Banik tried to contend that once the Apex Court decided that Interest and penalty would also be a part of the liability, the Tribunal should not have absolved the Insurance Company from the liability. This question could be considered by us in an appeal by the owner. The owner did not make any grievance. If we look to paragraph 6 of the decision in the case of Kamla Chaturvedi (Supra), we would find observation of the Apex Court "In that view of the matter contracting out so far as reimbursement of the amount of interest is concerned is not prohibited by a statute. "This decision also considered P.J. Narayan (Supra) and Harshadbhai Amrutbhai Modhiya (Supra). None of the decisions cited by Mr. Banik decided the issue germane before us. Rather we get a positive answer from Harshadbhai Amrutbhai Modhiya (Supra). In paragraph 24 of this decision the Apex Court observed:- "unlike the claim of the Motor Vehicles Act, the Workmen's Compensation Act does not confer a right on the claimant for compensation under that Act to claim the payment of compensation in its entirety from the insurer himself. The entitlement of the claimant under the Workmen's Compensation Act is to claim the compensation from the employer. As between the employer and the insurer, the rights and obligations shall depend upon the terms of the insurance contract." 4. IN our view, the Tribunal rightly held the owner primarily liable for payment of compensation that does not deserve any interference.
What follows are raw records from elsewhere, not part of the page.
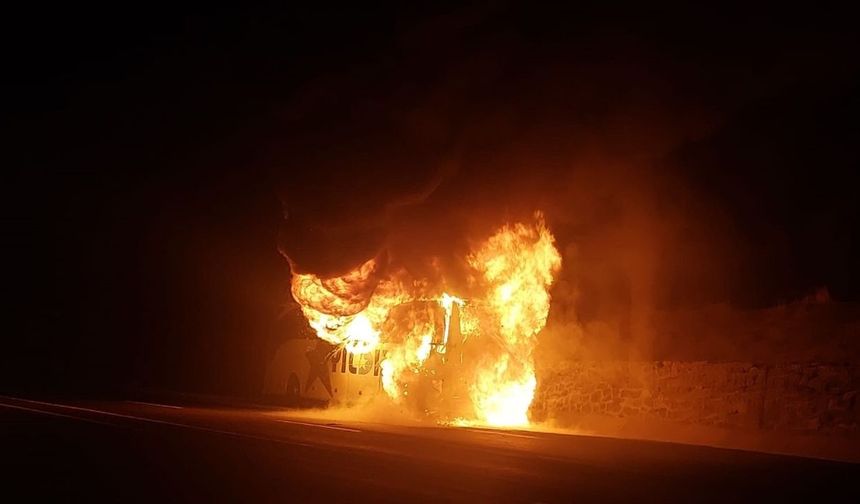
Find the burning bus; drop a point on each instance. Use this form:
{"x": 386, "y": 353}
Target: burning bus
{"x": 314, "y": 371}
{"x": 466, "y": 359}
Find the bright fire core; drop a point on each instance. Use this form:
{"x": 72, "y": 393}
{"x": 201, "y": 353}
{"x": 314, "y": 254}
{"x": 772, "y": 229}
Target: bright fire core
{"x": 473, "y": 363}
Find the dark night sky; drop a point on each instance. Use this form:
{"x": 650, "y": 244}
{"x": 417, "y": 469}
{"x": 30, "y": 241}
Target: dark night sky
{"x": 148, "y": 149}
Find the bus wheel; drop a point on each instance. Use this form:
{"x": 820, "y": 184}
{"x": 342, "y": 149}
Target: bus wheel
{"x": 293, "y": 392}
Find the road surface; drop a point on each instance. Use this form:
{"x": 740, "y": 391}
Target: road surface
{"x": 126, "y": 451}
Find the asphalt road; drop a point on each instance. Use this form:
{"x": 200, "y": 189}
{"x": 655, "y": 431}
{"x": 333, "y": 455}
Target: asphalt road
{"x": 123, "y": 451}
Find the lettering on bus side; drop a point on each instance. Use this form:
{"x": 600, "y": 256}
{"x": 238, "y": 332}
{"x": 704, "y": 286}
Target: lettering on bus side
{"x": 347, "y": 362}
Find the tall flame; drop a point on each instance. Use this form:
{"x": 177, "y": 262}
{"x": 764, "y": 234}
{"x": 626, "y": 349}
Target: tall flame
{"x": 512, "y": 273}
{"x": 517, "y": 265}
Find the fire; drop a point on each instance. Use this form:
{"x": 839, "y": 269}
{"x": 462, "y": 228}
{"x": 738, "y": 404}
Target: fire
{"x": 517, "y": 265}
{"x": 512, "y": 272}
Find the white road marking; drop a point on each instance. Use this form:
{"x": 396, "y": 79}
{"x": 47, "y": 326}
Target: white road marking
{"x": 52, "y": 413}
{"x": 156, "y": 404}
{"x": 150, "y": 420}
{"x": 321, "y": 426}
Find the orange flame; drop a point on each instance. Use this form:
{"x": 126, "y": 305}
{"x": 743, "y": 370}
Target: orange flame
{"x": 513, "y": 270}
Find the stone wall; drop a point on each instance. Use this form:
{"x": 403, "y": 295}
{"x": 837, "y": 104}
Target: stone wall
{"x": 809, "y": 398}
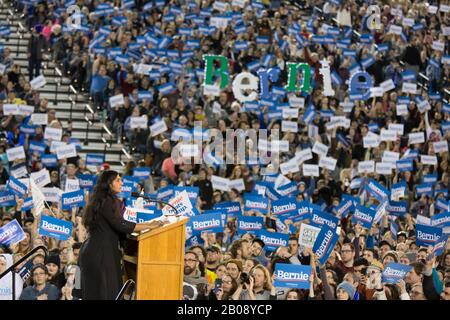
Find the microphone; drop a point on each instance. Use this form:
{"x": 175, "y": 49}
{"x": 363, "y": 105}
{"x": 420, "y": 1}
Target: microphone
{"x": 138, "y": 195}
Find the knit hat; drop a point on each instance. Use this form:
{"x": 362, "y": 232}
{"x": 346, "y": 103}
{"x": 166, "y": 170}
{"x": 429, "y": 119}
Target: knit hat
{"x": 393, "y": 254}
{"x": 347, "y": 287}
{"x": 54, "y": 258}
{"x": 377, "y": 265}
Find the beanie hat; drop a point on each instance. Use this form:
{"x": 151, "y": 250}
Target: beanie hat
{"x": 393, "y": 254}
{"x": 347, "y": 287}
{"x": 54, "y": 258}
{"x": 377, "y": 265}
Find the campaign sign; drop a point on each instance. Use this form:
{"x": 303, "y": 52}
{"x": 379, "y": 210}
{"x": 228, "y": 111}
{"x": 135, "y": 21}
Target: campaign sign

We however feel that the Tribunal erred in not awarding any interest on the awarded sum. We hold that the awarded sum would carry interest at the rate of twelve per cent per annum on and from the date of making of the application until payment. The appeal thus succeeds in part and is allowed accordingly to the extent as above. There would be no order as to costs. Urgent Photostat copy will be given to the parties, if applied for.